The 3 Best Breakfasts to Fuel Your Walk to School

You’ve probably heard it 100 times, but breakfast really is the most important meal of the day, especially for little bodies that are growing and developing. Children’s breakfasts should contain a good balance of complex carbohydrates, protein, fibre and healthy fats. A combination of these food groups will boost physical and mental development, maintain healthy blood sugar levels and help children to feel fuller for longer.

When it comes to breakfast, it’s important to keep things varied so that children remain interested and their bodies get lots of variety. Why not let your child choose their own breakfast using food from these foodgroups? This is a great way to teach them about a balanced diet and to wake them up in the morning, preparing them for their walk to school and day ahead

1 | Eggs on Toast

Eggs are a cheap source of protein, which keep kids (and adults) feeling fuller for longer. They also have high choline levels, which boost children’s brains, ready for a productive day at school. When it comes to cooking your eggs, try to boil or poach, as frying or scrambling can add excess fat.

When it comes to choosing bread for your toast, remember to opt for wholegrains over processed (white) grains.  Wholegrain foods contain every part of the grain, whereas producing white bread involves removing the bran, which is where most of the grain’s nutrition is stored. Wholegrain bread is also a low-GI food, meaning it releases sugar slowly, helping to fuel children for their walk and beyond!

2 | Porridge

Porridge oats are a great complex carbohydrate, which release energy slowly, just like wholegrain bread. They also have tons of other benefits, including high levels of antioxidants and helping to reduce blood pressure. You can add whatever you like to your bowl to boost nutrition. Linseeds and flaxseeds, for example, offer great fats, while chia seeds are high in fibre, helping to keep children’s bowels nice and healthy.

Remember, children need a protein-rich breakfast to fuel their walk and keep them feeling full at school. Therefore, try to make your porridge using milk rather than water. If your child is lactose-intolerant or vegan, why not try unsweetened soy milk? This contains far less sugar than cow’s milk, but nearly just as much protein!

3 | The Right Cereal

Supermarkets are full of colourful cereal boxes, but you need to watch what you buy. One bowl of certain cereals could lead to children consuming half their recommended daily sugar allowance before even getting to school! This could mean they experience a “sugar crash” during or shortly after their walk. Always check the labels before buying boxed cereal and opt for ones that are lower in sugar. Check these regularly, as brands often change their ingredients and add sugar.

Looking for a fun family activity? Why not make your own muesli or granola at home? That way, you can swap the high refined sugar for healthy nuts and seeds, which are sources of good fats. You can also bind everything together using unrefined and natural sugar, such as honey.

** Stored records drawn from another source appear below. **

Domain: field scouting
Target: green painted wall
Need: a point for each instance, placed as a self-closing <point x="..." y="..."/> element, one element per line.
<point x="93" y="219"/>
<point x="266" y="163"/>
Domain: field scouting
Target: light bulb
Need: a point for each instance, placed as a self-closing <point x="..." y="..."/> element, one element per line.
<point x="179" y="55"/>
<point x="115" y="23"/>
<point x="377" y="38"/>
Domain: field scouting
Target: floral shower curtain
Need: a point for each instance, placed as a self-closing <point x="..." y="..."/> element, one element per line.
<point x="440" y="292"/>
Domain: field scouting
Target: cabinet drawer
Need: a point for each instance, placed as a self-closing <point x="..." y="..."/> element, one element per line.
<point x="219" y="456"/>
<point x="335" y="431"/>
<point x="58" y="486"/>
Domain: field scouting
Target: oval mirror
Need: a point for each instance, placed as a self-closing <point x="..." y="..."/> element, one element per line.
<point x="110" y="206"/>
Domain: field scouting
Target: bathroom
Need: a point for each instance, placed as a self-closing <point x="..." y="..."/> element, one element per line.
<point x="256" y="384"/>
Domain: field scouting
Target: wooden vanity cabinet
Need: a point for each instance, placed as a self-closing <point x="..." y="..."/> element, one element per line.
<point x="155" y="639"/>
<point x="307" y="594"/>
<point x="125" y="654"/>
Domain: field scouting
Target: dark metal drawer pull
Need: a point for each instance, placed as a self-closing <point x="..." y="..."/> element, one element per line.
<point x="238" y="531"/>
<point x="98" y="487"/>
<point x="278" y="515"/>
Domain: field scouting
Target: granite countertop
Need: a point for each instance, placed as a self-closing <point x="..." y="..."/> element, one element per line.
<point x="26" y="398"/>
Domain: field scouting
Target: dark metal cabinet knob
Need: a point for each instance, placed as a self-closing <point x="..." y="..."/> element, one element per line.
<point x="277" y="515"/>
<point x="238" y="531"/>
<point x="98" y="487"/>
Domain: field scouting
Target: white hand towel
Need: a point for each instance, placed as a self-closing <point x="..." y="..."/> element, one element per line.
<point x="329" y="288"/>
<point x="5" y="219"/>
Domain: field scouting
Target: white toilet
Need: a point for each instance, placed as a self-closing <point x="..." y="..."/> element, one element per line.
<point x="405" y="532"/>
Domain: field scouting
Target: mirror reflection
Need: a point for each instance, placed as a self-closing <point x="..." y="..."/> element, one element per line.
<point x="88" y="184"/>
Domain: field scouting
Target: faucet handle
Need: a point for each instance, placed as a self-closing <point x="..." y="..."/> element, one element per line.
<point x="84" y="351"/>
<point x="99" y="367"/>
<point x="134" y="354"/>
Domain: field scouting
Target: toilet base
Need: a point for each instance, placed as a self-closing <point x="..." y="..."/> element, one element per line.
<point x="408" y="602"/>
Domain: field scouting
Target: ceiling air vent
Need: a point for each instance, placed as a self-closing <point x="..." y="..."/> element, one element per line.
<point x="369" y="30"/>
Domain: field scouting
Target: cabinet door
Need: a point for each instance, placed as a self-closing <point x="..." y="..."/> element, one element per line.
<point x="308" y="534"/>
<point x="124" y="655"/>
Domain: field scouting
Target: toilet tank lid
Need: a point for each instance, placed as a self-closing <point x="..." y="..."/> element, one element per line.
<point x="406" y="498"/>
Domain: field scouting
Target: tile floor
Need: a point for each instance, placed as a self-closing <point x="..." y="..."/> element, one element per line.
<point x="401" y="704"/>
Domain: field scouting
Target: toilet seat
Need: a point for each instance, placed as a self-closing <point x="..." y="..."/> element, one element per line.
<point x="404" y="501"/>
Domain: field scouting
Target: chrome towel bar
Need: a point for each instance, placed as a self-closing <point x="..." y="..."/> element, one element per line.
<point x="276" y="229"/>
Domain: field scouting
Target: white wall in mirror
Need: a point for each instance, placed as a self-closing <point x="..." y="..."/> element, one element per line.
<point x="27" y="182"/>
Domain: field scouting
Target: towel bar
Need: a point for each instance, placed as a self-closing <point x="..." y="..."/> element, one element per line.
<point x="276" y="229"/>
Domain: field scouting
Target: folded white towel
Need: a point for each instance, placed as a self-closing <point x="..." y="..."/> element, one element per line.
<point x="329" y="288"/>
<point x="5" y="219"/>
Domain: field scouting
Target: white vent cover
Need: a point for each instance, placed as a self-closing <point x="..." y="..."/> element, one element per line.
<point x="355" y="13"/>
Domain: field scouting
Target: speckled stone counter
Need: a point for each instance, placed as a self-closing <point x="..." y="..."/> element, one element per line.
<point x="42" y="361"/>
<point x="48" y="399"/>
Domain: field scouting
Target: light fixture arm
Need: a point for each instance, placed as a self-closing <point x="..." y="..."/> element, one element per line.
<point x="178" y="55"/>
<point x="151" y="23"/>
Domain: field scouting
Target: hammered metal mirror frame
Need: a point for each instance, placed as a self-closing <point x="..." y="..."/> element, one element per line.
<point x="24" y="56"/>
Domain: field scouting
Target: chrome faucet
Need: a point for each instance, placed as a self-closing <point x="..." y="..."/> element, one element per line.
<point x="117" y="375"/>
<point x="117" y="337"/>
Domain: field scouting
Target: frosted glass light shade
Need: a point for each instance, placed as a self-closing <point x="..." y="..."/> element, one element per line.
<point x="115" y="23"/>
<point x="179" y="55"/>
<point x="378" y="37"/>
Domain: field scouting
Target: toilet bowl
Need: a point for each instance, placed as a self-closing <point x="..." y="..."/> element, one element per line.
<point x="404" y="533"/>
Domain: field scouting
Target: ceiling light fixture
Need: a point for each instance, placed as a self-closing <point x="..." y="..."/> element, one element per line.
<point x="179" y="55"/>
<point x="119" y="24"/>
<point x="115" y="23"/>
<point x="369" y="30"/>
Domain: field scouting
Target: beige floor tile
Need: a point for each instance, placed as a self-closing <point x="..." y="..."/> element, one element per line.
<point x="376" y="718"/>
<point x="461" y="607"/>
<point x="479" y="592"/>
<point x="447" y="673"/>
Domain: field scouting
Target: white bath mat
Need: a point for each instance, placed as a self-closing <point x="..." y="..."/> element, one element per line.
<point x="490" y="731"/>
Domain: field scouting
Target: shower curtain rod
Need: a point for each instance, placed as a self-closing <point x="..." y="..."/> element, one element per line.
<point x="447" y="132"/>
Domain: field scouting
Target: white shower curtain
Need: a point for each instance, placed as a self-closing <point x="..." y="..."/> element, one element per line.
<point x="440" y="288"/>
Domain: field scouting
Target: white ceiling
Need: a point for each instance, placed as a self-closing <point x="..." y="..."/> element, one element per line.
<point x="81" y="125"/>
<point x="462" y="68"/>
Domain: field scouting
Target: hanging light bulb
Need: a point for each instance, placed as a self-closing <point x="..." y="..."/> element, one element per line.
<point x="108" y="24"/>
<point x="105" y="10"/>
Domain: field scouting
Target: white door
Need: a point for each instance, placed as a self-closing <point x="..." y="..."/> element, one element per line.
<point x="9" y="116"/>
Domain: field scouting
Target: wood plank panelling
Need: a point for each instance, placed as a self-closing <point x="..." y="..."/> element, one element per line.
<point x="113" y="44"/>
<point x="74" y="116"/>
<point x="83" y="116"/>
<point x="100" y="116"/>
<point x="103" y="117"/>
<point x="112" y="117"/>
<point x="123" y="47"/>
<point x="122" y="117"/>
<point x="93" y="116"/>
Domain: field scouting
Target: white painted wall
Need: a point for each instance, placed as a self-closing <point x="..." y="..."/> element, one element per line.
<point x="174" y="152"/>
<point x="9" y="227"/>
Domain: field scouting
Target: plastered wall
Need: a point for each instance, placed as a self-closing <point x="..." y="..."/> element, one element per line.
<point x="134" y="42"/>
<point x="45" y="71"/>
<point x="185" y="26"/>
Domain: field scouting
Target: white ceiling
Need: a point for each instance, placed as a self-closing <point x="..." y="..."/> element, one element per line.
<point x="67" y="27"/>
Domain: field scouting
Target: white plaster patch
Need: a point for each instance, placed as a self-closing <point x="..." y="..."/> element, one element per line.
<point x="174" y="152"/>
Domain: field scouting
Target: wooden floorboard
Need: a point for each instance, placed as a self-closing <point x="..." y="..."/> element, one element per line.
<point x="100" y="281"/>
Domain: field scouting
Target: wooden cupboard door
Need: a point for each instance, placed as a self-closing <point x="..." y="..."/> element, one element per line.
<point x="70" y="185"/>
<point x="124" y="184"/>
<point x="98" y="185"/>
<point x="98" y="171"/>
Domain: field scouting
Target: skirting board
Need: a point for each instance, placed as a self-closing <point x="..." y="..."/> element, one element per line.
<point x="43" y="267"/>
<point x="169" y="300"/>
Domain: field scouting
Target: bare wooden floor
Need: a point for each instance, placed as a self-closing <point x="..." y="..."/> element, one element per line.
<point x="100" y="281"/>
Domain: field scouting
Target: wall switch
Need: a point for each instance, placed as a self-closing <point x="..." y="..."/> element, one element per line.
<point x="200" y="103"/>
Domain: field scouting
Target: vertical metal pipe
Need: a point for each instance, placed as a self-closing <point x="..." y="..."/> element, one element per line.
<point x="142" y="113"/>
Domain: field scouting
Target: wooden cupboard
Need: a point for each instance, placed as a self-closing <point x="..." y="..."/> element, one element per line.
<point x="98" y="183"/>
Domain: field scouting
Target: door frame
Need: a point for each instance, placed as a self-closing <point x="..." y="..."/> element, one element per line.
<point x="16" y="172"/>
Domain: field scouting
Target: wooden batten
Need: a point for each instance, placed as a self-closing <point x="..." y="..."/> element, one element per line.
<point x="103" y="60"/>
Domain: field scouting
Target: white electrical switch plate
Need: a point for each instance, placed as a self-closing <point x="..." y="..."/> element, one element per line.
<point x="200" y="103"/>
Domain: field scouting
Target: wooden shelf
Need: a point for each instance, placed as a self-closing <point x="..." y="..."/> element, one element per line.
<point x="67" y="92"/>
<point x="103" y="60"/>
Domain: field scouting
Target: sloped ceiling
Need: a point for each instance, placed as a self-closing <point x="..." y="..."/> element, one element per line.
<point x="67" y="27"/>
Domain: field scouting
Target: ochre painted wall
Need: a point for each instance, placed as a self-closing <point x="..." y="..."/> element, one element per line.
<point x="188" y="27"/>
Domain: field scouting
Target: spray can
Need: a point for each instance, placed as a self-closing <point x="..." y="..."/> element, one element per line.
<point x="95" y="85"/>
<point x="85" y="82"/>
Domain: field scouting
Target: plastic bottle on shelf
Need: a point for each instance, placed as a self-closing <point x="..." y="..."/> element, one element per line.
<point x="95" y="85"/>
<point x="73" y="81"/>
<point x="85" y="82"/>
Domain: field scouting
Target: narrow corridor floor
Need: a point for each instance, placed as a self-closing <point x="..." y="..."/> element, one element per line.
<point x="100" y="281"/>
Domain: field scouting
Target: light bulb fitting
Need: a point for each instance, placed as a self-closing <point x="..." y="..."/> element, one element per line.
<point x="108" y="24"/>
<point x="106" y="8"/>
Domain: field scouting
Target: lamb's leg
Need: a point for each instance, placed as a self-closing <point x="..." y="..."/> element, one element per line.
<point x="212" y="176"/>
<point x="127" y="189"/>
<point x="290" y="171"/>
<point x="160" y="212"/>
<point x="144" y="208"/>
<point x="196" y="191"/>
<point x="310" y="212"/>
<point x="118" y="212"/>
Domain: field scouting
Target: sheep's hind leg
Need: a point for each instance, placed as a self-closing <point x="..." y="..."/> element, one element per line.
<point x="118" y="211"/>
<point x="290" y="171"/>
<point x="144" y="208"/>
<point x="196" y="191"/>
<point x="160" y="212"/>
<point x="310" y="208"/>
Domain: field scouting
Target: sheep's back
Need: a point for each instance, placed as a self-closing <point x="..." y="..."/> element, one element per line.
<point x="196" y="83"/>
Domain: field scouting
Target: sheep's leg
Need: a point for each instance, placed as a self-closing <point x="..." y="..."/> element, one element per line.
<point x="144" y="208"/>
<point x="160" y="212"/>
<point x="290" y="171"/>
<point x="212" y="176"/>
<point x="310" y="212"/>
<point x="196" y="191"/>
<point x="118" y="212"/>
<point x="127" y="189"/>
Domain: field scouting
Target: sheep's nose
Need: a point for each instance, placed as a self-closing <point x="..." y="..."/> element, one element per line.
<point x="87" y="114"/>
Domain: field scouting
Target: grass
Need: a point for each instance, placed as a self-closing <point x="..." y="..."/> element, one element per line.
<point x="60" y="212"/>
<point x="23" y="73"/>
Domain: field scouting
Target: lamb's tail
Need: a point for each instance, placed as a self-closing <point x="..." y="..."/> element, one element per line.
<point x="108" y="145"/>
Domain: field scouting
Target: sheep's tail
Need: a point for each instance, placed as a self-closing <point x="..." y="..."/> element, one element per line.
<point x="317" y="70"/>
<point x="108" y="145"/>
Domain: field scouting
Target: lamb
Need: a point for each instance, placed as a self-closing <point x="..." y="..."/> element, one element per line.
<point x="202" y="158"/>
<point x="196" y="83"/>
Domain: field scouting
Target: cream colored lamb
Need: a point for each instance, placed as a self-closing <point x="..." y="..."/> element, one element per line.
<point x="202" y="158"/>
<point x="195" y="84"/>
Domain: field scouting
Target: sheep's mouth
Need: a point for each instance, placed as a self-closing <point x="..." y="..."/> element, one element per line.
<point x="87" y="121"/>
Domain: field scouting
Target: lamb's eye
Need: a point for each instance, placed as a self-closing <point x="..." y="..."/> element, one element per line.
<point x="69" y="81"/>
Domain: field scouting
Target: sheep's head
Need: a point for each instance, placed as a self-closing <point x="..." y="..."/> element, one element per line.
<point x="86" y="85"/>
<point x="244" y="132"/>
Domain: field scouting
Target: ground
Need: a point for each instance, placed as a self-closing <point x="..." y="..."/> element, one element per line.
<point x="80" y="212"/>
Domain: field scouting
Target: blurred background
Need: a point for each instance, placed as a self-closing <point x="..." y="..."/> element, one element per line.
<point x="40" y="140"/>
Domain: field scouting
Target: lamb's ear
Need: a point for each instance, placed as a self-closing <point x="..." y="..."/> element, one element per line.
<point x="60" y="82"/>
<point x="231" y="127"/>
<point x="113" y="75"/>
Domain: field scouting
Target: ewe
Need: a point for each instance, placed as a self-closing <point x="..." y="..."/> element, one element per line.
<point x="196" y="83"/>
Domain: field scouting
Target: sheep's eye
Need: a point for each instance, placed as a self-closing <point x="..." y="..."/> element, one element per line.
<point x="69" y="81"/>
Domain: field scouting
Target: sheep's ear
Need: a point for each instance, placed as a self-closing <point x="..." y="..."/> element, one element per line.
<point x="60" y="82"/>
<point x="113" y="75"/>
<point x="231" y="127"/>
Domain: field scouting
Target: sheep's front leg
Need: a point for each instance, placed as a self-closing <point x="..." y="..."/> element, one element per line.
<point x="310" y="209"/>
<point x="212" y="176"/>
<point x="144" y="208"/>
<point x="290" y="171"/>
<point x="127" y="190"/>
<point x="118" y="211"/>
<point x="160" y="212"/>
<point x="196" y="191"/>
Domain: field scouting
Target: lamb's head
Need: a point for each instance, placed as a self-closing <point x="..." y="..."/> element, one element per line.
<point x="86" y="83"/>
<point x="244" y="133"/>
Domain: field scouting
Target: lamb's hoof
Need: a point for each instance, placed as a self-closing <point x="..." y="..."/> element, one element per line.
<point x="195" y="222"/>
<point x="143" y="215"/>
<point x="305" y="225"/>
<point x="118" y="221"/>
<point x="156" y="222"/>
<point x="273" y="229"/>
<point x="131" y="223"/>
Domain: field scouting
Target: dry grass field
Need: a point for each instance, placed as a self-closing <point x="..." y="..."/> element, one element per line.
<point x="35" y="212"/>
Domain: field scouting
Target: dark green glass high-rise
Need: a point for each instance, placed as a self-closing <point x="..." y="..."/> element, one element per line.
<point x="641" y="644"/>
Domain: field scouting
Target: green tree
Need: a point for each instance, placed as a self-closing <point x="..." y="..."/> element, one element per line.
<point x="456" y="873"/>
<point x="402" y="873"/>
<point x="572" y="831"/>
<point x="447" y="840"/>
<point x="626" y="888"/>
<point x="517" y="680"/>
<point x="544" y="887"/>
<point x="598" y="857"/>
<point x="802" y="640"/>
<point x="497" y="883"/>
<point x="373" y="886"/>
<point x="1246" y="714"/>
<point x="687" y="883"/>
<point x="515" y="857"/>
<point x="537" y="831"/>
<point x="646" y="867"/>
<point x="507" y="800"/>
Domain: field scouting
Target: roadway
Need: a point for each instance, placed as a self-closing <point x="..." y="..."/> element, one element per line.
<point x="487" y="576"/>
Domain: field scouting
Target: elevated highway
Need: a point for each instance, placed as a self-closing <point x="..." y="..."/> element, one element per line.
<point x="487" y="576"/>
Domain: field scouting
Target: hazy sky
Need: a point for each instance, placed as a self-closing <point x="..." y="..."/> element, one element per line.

Then, try serving your homemade cereal with Greek yoghurt, which is higher in protein than many other yoghurts and contains probiotics to keep children’s guts healthy.

Washing Everything Down

Fresh juice is a great way to get children to consume vitamin C and fibre; however, be sure to limit fruit juice consumption to 150 ml. Little bodies can’t process any more sugar than that at once!

Also remember that children should drink one to two litres of water a day, especially if you plan to walk to school in the heat. Encourage kids to drink a glass with breakfast and pack a cold bottle in their bag for the walk.